Abstract

The relationship between evolutionary rates and gene expression in model plant orthologs is well documented. However, little is known about the relationships between gene expression and evolutionary trends in Arachis orthologs. We identified 7,435 one-to-one orthologs, including 925 single-copy and 6,510 multiple-copy sequences in Arachis duranensis and Arachis ipaënsis. Codon usage was stronger for shorter polypeptides, which were encoded by codons with higher GC contents. Highly expressed coding sequences had higher codon usage bias, GC content, and expression breadth. Additionally, expression breadth was positively correlated with polypeptide length, but there was no correlation between gene expression and polypeptide length. Inferred selective pressure was also negatively correlated with both gene expression and expression breadth in all one-to-one orthologs, while positively but non-significantly correlated with gene expression in sequences with signatures of positive selection. Gene expression levels and expression breadth were significantly higher for single-copy genes than for multiple-copy genes. Similarly, the gene expression and expression breadth in sequences with signatures of purifying selection were higher than those of sequences with positive selective signatures.

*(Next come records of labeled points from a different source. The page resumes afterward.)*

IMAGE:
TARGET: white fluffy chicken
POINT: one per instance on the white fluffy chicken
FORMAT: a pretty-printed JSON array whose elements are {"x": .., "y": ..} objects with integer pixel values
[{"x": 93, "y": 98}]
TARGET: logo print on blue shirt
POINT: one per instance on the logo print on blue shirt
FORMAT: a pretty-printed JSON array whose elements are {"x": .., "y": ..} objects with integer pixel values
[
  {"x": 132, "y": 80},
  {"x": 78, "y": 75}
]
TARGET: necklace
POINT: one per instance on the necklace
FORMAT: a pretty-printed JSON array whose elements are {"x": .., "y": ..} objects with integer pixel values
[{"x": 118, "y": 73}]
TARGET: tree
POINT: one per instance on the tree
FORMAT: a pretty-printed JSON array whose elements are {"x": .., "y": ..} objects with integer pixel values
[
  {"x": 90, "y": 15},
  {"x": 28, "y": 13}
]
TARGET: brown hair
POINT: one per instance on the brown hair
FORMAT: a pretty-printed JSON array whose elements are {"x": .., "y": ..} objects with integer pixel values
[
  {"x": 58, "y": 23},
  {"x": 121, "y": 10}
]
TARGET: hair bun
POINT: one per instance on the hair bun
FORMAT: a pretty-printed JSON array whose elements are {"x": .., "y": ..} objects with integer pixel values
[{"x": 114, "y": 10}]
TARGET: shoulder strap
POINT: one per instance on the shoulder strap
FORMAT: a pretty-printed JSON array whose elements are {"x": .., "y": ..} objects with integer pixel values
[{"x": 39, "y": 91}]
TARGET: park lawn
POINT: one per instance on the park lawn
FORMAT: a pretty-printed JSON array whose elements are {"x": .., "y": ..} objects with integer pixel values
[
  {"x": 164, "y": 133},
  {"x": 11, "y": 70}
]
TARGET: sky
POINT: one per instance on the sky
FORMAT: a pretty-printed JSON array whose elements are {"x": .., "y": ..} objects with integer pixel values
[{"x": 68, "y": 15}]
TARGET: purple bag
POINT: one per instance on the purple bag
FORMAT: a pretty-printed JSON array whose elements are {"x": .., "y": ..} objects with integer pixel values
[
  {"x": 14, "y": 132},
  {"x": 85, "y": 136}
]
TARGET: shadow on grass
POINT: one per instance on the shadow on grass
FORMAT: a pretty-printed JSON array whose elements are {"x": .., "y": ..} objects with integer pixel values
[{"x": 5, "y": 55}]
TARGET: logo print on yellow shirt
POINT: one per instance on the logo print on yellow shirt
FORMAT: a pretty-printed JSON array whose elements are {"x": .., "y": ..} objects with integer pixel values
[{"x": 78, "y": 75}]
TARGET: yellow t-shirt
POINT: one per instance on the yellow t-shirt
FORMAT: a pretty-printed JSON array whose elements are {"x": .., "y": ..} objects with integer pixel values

These results indicated that gene expression differed between single-copy and multiple-copy genes as well as sequences with signatures of positive and purifying selection.

Highlights

  • The relationship between evolutionary rates and gene expression in model plant orthologs is well documented

  • We identified orthologs from A. duranensis and A. ipaënsis, and used codon usage bias, polypeptide length, GC content, substitution rate, expression breadth, and gene expression level as explanatory variables to evaluate patterns among orthologs in A. duranensis and A. ipaënsis

  • A total of 7,435 one-to-one ortholog pairs were used in this study after the filtering criteria were applied to the A. duranensis and A. ipaënsis genomes (Table S1)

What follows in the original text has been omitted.